La nuit tombait, le Café de la Couronne devenait désert. Il ralluma sa pipe et revint à pied à Carouge. Après le dîner, quel ne fut pas l’étonnement du fruitier et de sa femme de voir leur pensionnaire se mettre à un ressemelage, le soir, contre toutes ses habitudes. Le lendemain, au lieu de faire la conduite à ceux qui partaient, levé deux heures plut tôt que d’habitude, il peinait dur. Après le repas du soir, il travailla à la chandelle.

— Vous allez vous tuer, monsieur Jacques, lui dit la fruitière, ne devinant pas encore.

Elle comprit tout à coup, la brave femme, et retint une exclamation. Puis, le soir, au lit, elle causa longuement avec son mari.

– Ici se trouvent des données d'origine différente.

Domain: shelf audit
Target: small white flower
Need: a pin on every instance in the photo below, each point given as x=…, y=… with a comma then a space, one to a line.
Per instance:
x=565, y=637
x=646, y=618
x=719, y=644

Et leur conversation amena ce résultat : le lendemain, mardi 13, ces braves gens accompagnaient leur pensionnaire à la gare, au train de onze heures. Non seulement ils ne voulurent rien recevoir de l’arriéré de quatre-vingt-trois francs, mais ils remirent à celui qui partait dix-sept francs, « pour faire la somme ronde ».

Clouard se défendait :

— Pour ça, non ! jamais !… Vous voyez que j’ai amplement de quoi prendre ma troisième classe.

— Acceptez toujours, ou ne sait pas… Vous nous rendrez plus tard, tout à la fois.

On s’embrassa.

— Je vous écrirai bientôt ! leur cria-t-il par la portière.

Genève était loin ; Jacques se sentait encore tout triste de quitter, sans doute pour toujours, cette Suisse hospitalière où il avait trouvé de braves cœurs. Soudain, un ralentissement du train, un arrêt. Tandis que des employés, d’une voix endormie, disaient : « Bellegarde… Bellegarde… » la portière s’ouvrit, et un douanier impoli, presque brutal, vint lui ordonner de retourner ses poches. Jacques Clouard était en France.